Great list! Why not put the movements in alphabetic order at the top of the page? That would make them easier to find if, say, you are just looking to see if your favourite movement is included. You could then click on the entry to move down into your current date-ordered list. Some other movements:

aesthetes (Wilde, Pater, Bloom...)
Angry Young Men (Kingsley Amis...)
Bloomsbury group (Woolf, Keynes,...)
Irish revival (Yeats, ...)
existentialists (Sartre, Camus,...)
Tolstoyans (More a literary dead end, but certainly 'a movement'...)

JBI-- good point so the overlap. Woolf is Bloomsbury and modernist (Joyce is certainly not Bloomsbury!)

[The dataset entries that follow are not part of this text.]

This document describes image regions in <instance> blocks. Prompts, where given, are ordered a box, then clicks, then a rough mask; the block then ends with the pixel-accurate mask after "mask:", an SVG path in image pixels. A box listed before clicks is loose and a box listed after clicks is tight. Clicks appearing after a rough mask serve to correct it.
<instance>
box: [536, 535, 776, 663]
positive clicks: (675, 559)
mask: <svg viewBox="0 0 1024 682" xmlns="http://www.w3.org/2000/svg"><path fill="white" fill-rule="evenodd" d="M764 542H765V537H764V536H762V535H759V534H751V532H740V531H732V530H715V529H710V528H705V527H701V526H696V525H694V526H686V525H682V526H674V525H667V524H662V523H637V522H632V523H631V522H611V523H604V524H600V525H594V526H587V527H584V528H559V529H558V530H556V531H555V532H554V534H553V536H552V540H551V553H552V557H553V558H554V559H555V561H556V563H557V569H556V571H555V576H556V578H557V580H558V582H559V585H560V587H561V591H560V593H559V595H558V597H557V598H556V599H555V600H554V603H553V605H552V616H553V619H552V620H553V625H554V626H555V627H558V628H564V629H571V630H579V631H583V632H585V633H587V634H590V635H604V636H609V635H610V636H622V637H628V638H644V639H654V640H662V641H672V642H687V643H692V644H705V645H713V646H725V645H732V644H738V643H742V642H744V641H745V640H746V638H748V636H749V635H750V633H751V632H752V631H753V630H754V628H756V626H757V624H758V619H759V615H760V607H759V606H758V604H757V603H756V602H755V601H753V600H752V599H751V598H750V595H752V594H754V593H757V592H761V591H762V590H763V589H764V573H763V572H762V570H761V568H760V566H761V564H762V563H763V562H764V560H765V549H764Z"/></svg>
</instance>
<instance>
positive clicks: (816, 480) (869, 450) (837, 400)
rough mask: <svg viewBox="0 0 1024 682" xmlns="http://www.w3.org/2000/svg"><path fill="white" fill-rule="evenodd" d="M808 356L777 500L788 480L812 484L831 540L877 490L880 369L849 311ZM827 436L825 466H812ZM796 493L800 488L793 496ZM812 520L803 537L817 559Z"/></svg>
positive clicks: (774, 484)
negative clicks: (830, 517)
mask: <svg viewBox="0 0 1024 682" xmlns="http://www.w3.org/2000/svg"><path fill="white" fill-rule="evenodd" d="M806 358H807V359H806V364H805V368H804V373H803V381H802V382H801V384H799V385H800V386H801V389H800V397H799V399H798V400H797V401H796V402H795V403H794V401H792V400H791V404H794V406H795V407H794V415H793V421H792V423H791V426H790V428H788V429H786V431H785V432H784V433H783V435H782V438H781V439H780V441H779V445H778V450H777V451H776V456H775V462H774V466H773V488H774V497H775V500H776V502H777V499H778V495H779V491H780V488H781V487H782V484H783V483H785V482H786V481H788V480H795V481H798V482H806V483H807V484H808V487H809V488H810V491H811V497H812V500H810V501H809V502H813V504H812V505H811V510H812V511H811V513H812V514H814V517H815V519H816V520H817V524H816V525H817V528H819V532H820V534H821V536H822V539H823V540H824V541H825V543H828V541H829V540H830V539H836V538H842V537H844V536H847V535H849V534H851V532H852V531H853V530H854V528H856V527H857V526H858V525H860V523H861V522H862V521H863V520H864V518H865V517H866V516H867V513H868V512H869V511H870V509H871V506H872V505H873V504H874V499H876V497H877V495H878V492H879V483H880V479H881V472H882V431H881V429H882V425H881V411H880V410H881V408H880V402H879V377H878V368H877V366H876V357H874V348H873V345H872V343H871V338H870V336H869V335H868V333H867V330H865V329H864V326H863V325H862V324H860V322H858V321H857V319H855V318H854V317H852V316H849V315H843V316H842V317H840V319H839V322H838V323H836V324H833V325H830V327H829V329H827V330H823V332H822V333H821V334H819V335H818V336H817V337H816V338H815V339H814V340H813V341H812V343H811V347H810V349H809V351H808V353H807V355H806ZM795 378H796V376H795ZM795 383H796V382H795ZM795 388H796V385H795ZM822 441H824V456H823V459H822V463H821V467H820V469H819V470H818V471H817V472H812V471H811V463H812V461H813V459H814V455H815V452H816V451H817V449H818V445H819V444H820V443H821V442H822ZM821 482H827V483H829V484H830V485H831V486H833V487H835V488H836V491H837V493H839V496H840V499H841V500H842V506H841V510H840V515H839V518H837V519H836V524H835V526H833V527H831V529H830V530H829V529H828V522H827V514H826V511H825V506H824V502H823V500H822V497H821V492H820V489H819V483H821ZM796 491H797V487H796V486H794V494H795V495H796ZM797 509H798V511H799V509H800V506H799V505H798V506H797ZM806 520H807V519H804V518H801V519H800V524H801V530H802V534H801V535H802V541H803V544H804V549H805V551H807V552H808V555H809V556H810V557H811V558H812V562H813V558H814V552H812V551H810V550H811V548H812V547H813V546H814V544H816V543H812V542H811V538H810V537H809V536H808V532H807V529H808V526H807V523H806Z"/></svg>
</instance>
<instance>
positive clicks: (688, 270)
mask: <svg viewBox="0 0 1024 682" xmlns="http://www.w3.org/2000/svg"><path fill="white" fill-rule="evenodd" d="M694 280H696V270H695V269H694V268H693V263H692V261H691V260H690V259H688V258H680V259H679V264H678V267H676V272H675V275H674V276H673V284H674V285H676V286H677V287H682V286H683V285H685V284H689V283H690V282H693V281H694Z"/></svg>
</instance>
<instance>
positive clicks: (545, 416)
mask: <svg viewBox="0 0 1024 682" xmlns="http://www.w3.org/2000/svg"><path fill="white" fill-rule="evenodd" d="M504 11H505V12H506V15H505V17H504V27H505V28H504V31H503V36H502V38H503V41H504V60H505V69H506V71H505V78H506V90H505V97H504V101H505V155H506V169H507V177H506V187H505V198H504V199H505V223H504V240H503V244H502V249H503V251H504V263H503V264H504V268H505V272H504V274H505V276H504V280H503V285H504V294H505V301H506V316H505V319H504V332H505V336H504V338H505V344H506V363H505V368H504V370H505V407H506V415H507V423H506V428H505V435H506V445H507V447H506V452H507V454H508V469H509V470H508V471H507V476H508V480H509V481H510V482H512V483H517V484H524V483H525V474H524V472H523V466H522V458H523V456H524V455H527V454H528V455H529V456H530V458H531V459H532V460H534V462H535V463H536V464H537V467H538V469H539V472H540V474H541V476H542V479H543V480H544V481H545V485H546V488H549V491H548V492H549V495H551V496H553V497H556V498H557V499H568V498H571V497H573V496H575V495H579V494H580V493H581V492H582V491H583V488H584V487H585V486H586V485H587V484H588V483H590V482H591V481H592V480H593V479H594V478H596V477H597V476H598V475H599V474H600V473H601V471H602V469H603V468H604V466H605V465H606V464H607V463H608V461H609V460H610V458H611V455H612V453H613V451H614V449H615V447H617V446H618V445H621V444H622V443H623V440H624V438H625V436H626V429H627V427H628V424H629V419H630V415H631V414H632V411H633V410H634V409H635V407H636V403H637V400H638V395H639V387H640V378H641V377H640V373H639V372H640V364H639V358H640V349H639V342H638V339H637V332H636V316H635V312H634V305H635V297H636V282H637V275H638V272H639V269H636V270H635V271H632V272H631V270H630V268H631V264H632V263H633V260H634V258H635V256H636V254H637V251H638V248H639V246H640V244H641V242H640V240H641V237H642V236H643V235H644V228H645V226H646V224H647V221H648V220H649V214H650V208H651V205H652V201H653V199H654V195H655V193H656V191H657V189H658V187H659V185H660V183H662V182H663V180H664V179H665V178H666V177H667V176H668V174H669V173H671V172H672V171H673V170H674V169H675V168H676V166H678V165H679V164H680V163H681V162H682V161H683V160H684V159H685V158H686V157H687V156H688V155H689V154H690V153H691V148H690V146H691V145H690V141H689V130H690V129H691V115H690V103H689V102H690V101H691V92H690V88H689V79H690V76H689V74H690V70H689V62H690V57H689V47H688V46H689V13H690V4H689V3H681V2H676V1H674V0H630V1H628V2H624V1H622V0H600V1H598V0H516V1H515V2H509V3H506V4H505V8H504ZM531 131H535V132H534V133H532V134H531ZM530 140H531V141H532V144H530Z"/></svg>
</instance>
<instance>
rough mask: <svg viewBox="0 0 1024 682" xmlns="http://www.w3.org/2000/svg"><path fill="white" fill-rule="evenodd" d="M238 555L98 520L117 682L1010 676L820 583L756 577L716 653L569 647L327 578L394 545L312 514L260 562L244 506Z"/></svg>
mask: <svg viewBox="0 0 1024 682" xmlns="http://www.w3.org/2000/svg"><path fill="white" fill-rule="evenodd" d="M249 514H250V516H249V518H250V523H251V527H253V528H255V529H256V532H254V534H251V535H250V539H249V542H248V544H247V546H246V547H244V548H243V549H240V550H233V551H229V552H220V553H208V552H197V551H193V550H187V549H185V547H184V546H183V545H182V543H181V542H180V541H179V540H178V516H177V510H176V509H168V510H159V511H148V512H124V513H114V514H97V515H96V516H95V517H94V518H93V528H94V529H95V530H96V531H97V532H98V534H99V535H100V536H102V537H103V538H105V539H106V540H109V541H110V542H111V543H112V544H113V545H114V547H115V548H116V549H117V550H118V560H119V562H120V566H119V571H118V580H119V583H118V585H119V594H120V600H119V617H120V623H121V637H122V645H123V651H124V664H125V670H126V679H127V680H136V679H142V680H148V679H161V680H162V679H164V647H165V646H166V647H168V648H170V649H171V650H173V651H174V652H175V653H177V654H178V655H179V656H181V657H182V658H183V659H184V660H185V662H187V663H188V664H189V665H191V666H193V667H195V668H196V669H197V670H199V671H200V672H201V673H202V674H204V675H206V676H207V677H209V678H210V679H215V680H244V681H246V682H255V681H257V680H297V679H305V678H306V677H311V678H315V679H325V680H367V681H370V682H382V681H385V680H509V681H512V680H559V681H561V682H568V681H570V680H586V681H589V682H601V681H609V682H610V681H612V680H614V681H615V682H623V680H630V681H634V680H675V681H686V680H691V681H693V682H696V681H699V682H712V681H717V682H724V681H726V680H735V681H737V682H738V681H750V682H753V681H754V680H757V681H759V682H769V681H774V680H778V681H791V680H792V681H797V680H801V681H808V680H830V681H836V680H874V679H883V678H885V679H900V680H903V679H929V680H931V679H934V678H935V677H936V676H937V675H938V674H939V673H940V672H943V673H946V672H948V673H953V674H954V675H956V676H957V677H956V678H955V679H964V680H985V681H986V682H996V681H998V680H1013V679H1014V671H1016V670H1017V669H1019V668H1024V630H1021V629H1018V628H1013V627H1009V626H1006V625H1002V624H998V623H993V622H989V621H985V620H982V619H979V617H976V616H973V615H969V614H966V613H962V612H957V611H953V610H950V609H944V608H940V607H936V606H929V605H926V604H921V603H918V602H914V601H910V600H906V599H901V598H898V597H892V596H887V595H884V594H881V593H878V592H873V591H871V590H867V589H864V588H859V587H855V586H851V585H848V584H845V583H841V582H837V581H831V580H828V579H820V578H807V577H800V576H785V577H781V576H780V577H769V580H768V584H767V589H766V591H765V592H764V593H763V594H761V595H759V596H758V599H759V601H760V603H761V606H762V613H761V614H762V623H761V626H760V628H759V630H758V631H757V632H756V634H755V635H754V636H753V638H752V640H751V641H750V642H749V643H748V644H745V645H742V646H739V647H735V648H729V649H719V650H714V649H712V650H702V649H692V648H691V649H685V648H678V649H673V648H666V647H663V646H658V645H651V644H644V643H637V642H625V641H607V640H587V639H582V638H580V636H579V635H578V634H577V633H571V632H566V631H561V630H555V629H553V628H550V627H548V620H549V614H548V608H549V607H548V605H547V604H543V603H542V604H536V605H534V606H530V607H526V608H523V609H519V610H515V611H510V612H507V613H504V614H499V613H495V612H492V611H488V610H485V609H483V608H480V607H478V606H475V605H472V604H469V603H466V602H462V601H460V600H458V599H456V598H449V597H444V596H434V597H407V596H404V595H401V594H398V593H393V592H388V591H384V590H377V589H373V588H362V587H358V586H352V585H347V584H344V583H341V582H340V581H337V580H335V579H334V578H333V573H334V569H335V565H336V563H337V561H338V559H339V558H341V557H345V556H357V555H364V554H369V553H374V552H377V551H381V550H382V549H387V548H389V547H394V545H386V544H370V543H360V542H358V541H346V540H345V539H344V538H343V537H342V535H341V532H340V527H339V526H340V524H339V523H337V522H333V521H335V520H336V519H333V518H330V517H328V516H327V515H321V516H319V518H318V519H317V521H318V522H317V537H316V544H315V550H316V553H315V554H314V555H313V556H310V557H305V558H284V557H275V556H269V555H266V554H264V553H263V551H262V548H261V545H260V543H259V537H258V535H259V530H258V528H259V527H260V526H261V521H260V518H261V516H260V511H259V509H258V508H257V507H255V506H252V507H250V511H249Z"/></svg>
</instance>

Angry Young Men was more of a theatre movement, really.

karimera
10-08-2010, 06:56 PM
hemingway's fiction is known by the notions of primitivism and violence do you have an idea about these two notions and how to deal with them in a new way
answer pls

kelby_lake
10-09-2010, 12:37 PM
hemingway's fiction is known by the notions of primitivism and violence do you have an idea about these two notions and how to deal with them in a new way
answer pls

Primitivism is an arts movement. Violence is not.

Primitivism is basically art inspired by primitive cultures and tribes.

I think you have misunderstood. Hemingway's fiction, in terms of literary movements, falls under modernism or 'The Lost Generation'. Content-wise, he deals with masculinity, basically.